Conversely the Ninth Circuit uses a more definite test. In Brown v. Lucky Stores, Inc., the court noted that simply participating in a rehabilitation program is not enough to fall within the safe harbor exception. In addition, an individual must refrain from the illegal use of drugs for a “significant period of time.” There the plaintiff was sober for six days between her arrest and termination, and the court held that was not a significant amount of time.
Here Jarvela completed a thirty-day alcohol treatment program. He was then terminated seven days later. The Eleventh Circuit like the other circuits decided not to establish a bright line rule as to when a diagnosis of alcoholism was no longer current. However the court did determine that a week after discharge was not sufficient. The Court found that Crete had a right to rely on the Crete-prepared Return to Work Certification that stated Jarvela had a “current clinical diagnosis of alcoholism.” Given that the EEOC has already determined that an employer can rely upon DOT regulations to define the essential functions of a position, the Eleventh Circuit found that Jarvela could not perform the essential functions as he had a current clinical diagnosis of alcoholism.
The FMLA prohibits employers from discriminating against employees that exercise their rights under the Act. To state a claim a plaintiff must show that: (1) he engaged in a protected activity, (2) he suffered an adverse employment action, and (3) the action was causally related to the protected activity.”

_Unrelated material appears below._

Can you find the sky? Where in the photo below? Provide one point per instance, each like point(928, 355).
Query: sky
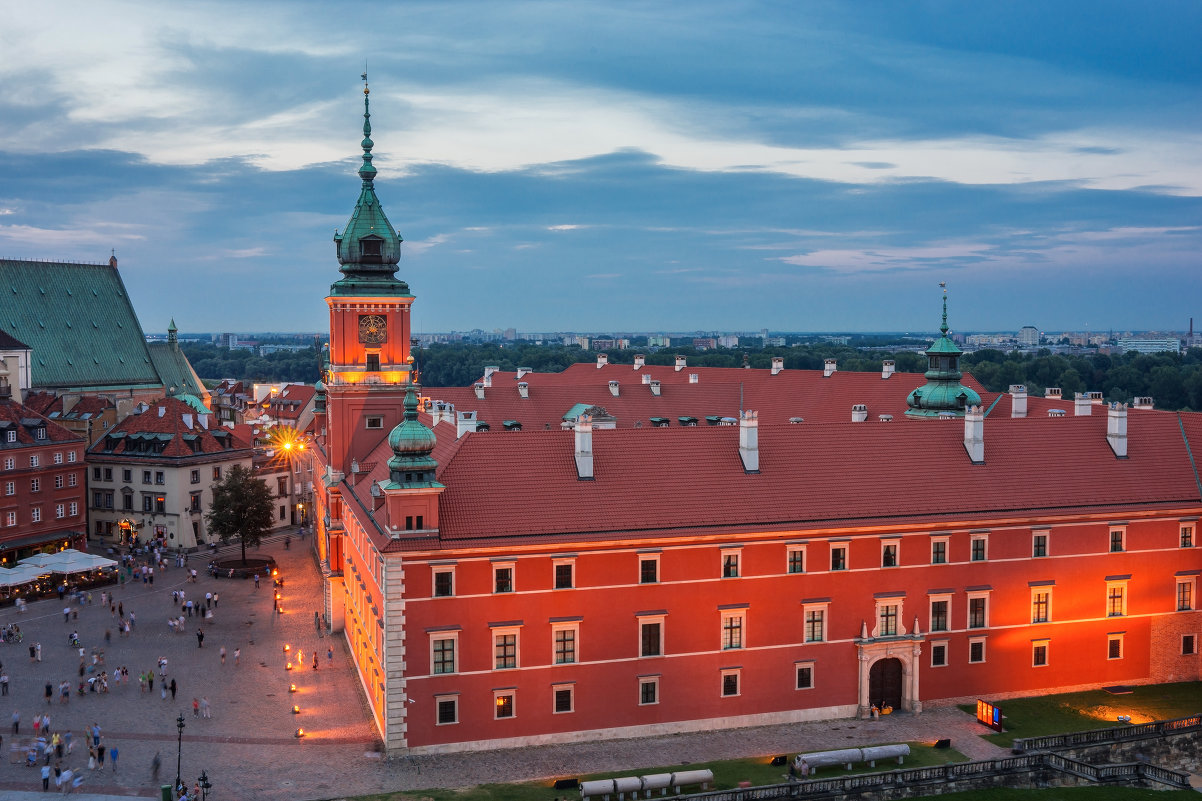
point(619, 166)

The Eleventh Circuit found that Crete’s decision to terminate Jarvela was not causally related to his use of FMLA leave. The Vice President of Safety and Compliance terminated Jarvela and he did not know that Jarvela took FMLA leave.
Further, the Eleventh Circuit determined that Crete did not interfere with any of Jarvela’s rights under the FMLA. Jarvela argued that he was entitled to return to work after taking his leave and that Crete denied him that benefit. However, under the FMLA, an employer can deny reinstatement if it can prove that it would have discharged the employee even if FLMA was not used. The court found that Crete would have terminated Jarvela regardless of his use of FMLA because of his current clinical diagnosis of alcoholism.
Successful completion of a thirty-day treatment program and an additional week of sobriety is a current diagnosis of alcoholism. If an employee is discharged because that diagnosis prohibits them from being able to perform the essential functions of the job, that is not discrimination under the ADA or interference or retaliation under the FMLA.
The issue of how to determine what a current diagnosis of alcoholism is has been reviewed by several circuits. In the Eleventh Circuit, however, we now know that thirty-seven days is considered current and does allow one to fall under the safe harbor doctrine of the ADA. The Eleventh Circuit has yet to set an upper limit like the Fourth Circuit. But any individual who was diagnosed with alcoholism and who can not have such a diagnosis to perform the essential functions of a job will not be able to successfully sue under the ADA if the diagnosis is a month old.